Seminario Dottorato: Smooth Asymptotics for a DIC option in a Binomial Tree Model

Wednesday 7 March 2012 - Jose Maria L. Escaner

ARGOMENTI: Seminari Dottorato

Wednesday 7 March 2012 h. 15:00, room 2BC30
Jose Maria L. Escaner (University of the Philippines Diliman)
"Smooth Asymptotics for a DIC option in a Binomial Tree Model"

The talk aims to compute for the smooth asymptotic expansion for a down-and-in call (DIC) barrier option that was modeled using the Cox-Ross-Rubenstein (CRR) binomial tree. For pricing option contracts, the most well-known model used both by practitioners and in the academe is the Black- Scholes continuous time model.

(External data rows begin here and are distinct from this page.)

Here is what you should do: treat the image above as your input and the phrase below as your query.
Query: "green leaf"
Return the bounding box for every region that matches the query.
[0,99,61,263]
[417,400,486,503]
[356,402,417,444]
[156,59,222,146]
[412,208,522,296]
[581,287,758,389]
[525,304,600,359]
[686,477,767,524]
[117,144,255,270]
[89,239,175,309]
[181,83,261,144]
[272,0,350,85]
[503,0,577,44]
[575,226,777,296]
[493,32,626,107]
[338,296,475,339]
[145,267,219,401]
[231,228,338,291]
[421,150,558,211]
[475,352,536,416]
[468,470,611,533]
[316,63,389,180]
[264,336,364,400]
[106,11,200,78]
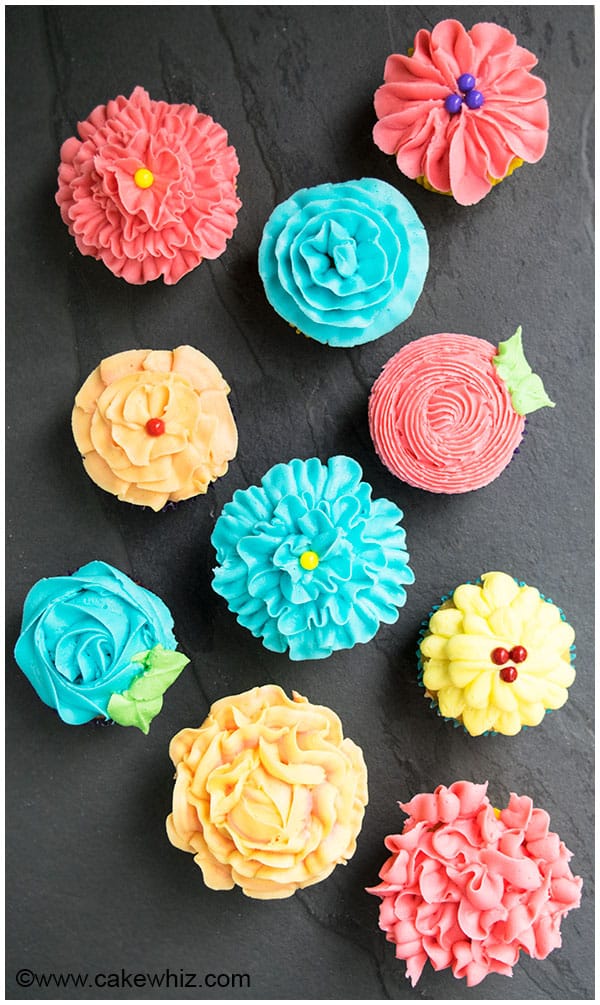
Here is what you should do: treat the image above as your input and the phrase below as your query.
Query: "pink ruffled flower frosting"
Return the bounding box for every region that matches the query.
[373,20,549,206]
[368,782,582,987]
[56,87,241,285]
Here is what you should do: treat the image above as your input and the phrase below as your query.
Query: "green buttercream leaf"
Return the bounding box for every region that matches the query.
[107,645,189,733]
[493,325,554,415]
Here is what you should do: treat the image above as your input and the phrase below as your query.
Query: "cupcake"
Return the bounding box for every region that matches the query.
[258,178,429,347]
[15,562,189,733]
[56,87,241,285]
[167,684,368,900]
[369,328,554,493]
[373,20,548,206]
[71,346,237,511]
[417,572,575,737]
[212,456,414,659]
[368,782,582,987]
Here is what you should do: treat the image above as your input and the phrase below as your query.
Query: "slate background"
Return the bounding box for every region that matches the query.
[6,6,594,1000]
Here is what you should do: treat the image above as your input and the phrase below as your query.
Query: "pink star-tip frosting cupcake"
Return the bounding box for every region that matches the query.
[369,328,554,494]
[373,20,549,206]
[56,87,241,285]
[368,782,582,987]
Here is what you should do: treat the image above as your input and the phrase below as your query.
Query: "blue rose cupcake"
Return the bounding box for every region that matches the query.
[258,178,429,347]
[212,456,414,660]
[15,562,189,733]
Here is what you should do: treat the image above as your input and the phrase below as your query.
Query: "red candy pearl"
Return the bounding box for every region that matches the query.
[490,645,511,666]
[501,666,519,684]
[146,419,163,436]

Though less accurate, a simpler and easier understood way to model financial derivatives though would be to use discrete time models. Among the many different discrete time models, a simple and widely-used model is the CRR binomial tree model.
It is well-known that the price of the Black-Scholes continuous time model is close to the price obtained with the CRR binomial tree model when the number of time steps is large, as the Black-Scholes price is the limit of the tree model price. As such, it is of interest to measure the convergence of the CRR model using asymptotic expansion. We follow the framework used by Diener and Diener in measuring the asymptotic expansion for the convergence of barrier options. For the purpose of finding the asymptotics, we make use of Andres symmetry principle in order to find the exact pricing formula of the DIC barrier option. By the guidelines set by Joshi, we specify the parameters and define our CRR binomial tree in such a way as to make the pricing formula symmetric. This would allow us to formulate a complete and smooth asymptotic expansion for our DIC barrier option.